First, let’s review the facts:

The spill has continued, unimpeded, for two months now.

No advancement has been made on actually plugging the leak.

Every attempt at plugging the leak thus far has failed, and failed totally. It’s not as if we’ve made progress and fallen just short. We haven’t done jack.

Not only have we not made any progress in plugging the leak, the estimates of how much oil is actually leaking have grown steadily to the point where the official rate is now twelve times higher than initially released (from 5k bbl/day to 60k bbl/day) and the private estimates double the official rate (120k bbl/day).

Before this, Exxon Valdez was the worst oil spill in American history. That took months for the initial cleanup and much of the oil spilled was unrecoverable (boom operations, the bread and butter of oil cleanup, only captures 20% of spilled crude) and continues to contaminate the area, years afterward. If current official estimates are to be believed (and they’re on the very low end of plausibility) we’ve got 15 Exxon Valdez’s already spilled in the Gulf. The equivalent of another Exxon Valdez is spilled every four days (every two days if private estimates of leak rates are true).

We’re now in hurricane season. We’ve averaged 11 named storm systems per season for the past 53 years.

Oil generally floats to the top of the water (exceptions to be explained later) which is the first liquid to be picked up by storm systems.

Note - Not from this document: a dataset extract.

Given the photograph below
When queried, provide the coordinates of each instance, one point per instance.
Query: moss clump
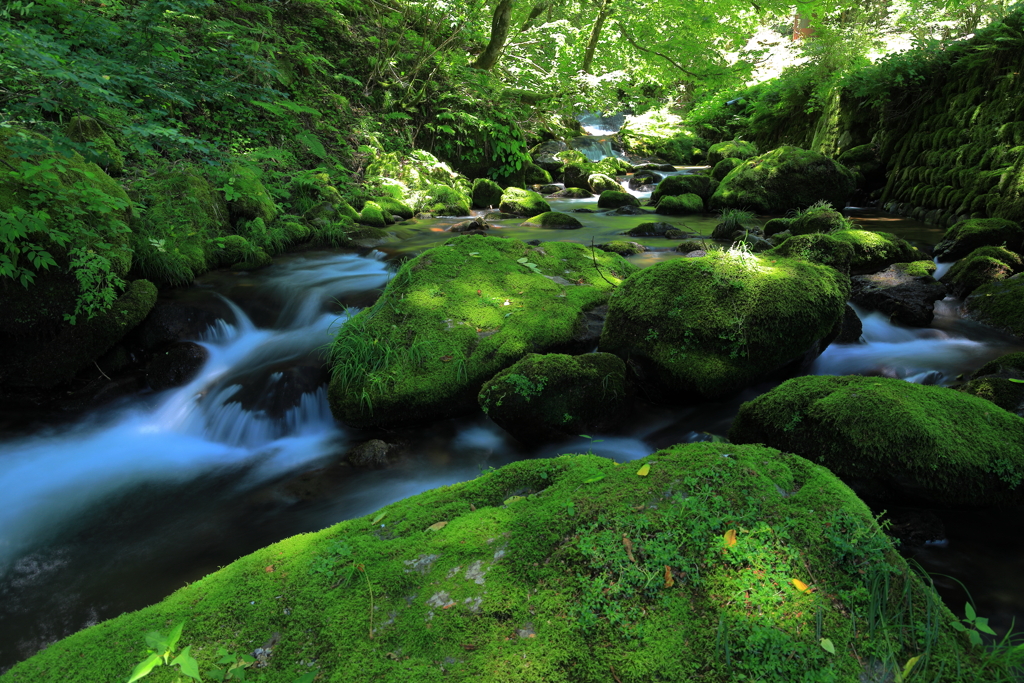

One quart of oil contaminates 250,000 gallons of water. http://www.uga.edu/bilgesock/Library/HC ... _SHORT.pdf

The Deepwater Horizon oil spill is located right off the Mississippi Gulf Coast.



Just considering these facts here’s what I would consider to be the expected outcome (not the worst case): first, we wouldn’t need anything more than a tropical storm (of which we can expect 11 in the geographical vicinity this year) to pick up a massive quantity of oil and rain it all over the coast to an inland distance of several hundred miles (it isn’t uncommon for hard rain from a tropical storm to reach as far north as Tennessee). This oil will destroy all vegetation it lands on and poison any surface water and probably shallow water tables. These water sources are what all local wildlife subsists on and the source for all city water purification I know of. You obviously see the problem here. I can see some of the hardier trees surviving if we get enough pure rainfall immediately following a tropical storm or hurricane drenching, but all this would do is to rinse the oil into ponds, lakes, streams, rivers, and the water table; cleaning this up would be a multiple year nightmare; recovery for the region would be measured in decades.